Perception and Manipulation. The work of a surgeon requires a very high degree of Perception and Manipulation (or dexterity), while a telemarketer may simply go through the motions for much of their shift.


Creativity. A legal clerk doesn’t need to be creative (if they are, there’s a fair chance they aren’t doing their job), while I think we can agree that a fashion designer is a highly creative career.


So, if a job gets a low score in any of those three fields, there’s a good chance it’s living on borrowed time. However, before you worry about your daughter who has just enrolled in an accounting degree having to completely re-invent herself in her fifties when her job no longer exists, we still have to place cost on top. The benefits must outweigh the price of change. Creating autonomous taxis will replace many hundreds of thousands of jobs around the globe, so the investment will bring huge returns to the creators. Whereas, pouring vast amounts of cash into making a robot so dexterous and perceptive as to substitute a surgeon, may only replace many hundreds of positions. It may not be worth the investment or risk. Scale drives change.


My current job, I’m fairly certain but I may be wrong, did not exist when I finished school in 1987. In its present shape there was nothing like it. There’s a reasonable chance it will vanish in another 35yrs. I can hear a conversation between two of my descendants now – what did great grandpa used to do? Buggered if I know. Sounds like he worked in some made up job.


You might ask, why I’ve warbled on for the last few minutes about computerisation and the future of jobs when this is a fiction author’s blog? Hopefully the link should be clear. When will we come to a time when a machine, not a person, writes the next novel you read? When will we question who wrote this book?


Enormous effort appears to be being made to make artificial intelligence, not appear artificial. Trying to give a robot the dexterity of a hand, a computer the ability to compose new symphonies, and a machine the skill to paint an original picture. Even having a computer write a fictional story. No doubt one day (maybe sooner than some of us like) we will create a likeness indistinguishable from our own. If even a fraction of Ray Kurzweil’s forecasts in The Age of Spiritual Machines, come true, then late this century we will see non-human intelligence granted legal rights. I suspect the probability of AI accepting laws imposed upon it by humans, would be very low. They would wish to have their own laws. We don’t allow animals to have the same rights as us, and animals have more in common with us than machines do. I digress.

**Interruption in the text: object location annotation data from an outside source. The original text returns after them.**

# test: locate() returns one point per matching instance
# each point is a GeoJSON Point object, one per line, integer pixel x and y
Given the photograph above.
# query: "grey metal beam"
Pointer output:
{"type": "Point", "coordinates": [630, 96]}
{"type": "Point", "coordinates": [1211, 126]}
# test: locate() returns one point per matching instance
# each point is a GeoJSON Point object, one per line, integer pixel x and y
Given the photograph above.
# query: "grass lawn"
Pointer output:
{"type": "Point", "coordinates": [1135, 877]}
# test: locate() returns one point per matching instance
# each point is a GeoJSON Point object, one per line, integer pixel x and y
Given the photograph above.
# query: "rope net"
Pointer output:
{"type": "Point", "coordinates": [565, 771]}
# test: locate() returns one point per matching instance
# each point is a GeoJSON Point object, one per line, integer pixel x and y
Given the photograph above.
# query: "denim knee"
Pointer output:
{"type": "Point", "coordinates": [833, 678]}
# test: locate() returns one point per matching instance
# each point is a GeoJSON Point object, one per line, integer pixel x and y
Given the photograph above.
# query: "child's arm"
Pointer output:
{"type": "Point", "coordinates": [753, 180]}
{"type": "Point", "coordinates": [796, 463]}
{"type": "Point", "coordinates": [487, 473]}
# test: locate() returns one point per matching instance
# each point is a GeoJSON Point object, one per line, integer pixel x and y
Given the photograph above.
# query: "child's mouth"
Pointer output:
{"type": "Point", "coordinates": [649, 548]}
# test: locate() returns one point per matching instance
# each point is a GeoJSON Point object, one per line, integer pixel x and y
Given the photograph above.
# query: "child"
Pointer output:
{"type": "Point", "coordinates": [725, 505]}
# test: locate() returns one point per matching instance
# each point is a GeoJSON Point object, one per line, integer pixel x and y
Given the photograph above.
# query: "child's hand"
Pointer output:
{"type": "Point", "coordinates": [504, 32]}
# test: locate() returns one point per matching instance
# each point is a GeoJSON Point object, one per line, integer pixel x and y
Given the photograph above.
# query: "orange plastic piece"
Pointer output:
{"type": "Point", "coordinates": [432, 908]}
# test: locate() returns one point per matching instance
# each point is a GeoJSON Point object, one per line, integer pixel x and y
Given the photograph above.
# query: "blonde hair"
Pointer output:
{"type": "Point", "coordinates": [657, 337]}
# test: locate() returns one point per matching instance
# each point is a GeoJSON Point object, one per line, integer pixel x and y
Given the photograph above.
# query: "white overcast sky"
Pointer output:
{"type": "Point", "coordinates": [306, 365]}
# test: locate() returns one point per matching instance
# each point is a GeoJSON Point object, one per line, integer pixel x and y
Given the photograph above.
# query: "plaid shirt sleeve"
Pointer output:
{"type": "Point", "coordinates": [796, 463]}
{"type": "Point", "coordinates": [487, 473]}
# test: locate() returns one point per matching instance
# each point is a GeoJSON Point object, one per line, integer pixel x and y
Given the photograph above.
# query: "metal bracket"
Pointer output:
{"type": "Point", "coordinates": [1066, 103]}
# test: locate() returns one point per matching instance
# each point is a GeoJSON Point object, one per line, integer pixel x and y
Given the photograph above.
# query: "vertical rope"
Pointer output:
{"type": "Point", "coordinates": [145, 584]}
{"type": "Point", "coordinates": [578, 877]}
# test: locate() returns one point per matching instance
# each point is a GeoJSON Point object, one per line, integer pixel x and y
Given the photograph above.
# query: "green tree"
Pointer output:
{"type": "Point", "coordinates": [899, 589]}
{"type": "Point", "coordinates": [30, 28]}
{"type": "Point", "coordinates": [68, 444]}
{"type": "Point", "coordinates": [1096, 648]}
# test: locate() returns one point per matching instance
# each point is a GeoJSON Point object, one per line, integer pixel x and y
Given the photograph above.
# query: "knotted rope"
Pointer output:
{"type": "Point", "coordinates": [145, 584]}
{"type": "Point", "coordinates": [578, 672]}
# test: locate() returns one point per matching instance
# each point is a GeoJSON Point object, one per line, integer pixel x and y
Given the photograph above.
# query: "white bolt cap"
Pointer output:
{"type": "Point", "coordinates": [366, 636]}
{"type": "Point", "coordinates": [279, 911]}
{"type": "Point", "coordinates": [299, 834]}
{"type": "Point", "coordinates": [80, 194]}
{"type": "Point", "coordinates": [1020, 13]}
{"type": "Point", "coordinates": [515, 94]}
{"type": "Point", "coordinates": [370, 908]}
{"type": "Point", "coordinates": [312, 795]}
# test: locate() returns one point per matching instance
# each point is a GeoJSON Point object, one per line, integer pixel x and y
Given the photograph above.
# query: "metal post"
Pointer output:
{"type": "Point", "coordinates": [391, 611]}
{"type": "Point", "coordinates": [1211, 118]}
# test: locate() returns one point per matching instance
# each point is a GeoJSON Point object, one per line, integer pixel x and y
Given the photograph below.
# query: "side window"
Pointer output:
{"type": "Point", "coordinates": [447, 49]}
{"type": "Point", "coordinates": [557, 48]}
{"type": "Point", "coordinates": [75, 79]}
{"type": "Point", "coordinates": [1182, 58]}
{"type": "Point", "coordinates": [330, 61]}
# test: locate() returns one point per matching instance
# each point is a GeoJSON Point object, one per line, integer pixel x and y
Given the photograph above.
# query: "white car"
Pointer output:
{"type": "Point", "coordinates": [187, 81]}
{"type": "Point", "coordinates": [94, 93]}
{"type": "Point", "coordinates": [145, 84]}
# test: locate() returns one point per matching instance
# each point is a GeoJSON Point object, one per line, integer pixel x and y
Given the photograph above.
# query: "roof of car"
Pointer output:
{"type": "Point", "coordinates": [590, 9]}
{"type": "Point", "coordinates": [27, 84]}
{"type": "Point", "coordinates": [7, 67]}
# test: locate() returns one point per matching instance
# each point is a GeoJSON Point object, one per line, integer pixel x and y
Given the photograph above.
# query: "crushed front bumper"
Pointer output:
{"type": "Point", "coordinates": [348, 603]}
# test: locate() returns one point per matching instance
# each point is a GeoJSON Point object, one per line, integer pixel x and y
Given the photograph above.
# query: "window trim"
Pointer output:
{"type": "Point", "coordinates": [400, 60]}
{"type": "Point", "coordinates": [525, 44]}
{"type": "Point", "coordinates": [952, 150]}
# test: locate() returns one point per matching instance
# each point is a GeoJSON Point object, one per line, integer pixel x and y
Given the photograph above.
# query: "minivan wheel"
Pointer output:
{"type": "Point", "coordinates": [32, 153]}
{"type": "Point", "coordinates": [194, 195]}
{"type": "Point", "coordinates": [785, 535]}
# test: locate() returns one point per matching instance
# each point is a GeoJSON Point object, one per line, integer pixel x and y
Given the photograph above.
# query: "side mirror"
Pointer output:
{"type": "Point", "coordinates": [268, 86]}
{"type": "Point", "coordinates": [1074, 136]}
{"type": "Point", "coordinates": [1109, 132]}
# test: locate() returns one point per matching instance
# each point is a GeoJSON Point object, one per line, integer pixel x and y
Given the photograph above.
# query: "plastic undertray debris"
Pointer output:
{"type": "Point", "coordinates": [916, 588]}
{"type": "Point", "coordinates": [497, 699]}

It may come as a surprise when I tell you, writing is a manual task. One estimate puts a page of a standard novel taking about seven hours to create, from blank page to printed and on the bookstore shelf. Which means for a 300pg book, that’s two years of full-time writing. That’s a lot of manual labour. Now let’s recall the earlier statement: it takes hard work to make easy reading. Therefore, why not get something else to do the hard work? People have tried with limited success. There’s voice to text and other tools available to the writer. I’ve even used a programme myself, but it added rather than reduced the workload. One day the scales will tip the other way.


But what about creativity? That’s our way out! Fiction writing is high on the creativity scale so machines won’t replace writers. Well, maybe not. Consider this quote by mark Twain:


“There is no such thing as a new idea. It is impossible. We simply take a lot of old ideas and put them into a sort of mental kaleidoscope. We give them a turn and they make new and curious combinations. We keep on turning and making new combinations indefinitely; but they are the same old pieces of coloured glass that have been in use through all the ages.”


That sounds an awful lot like something that could easily become automated. Which means I’d better get my stories out before it’s too late. Before people question - who wrote this book?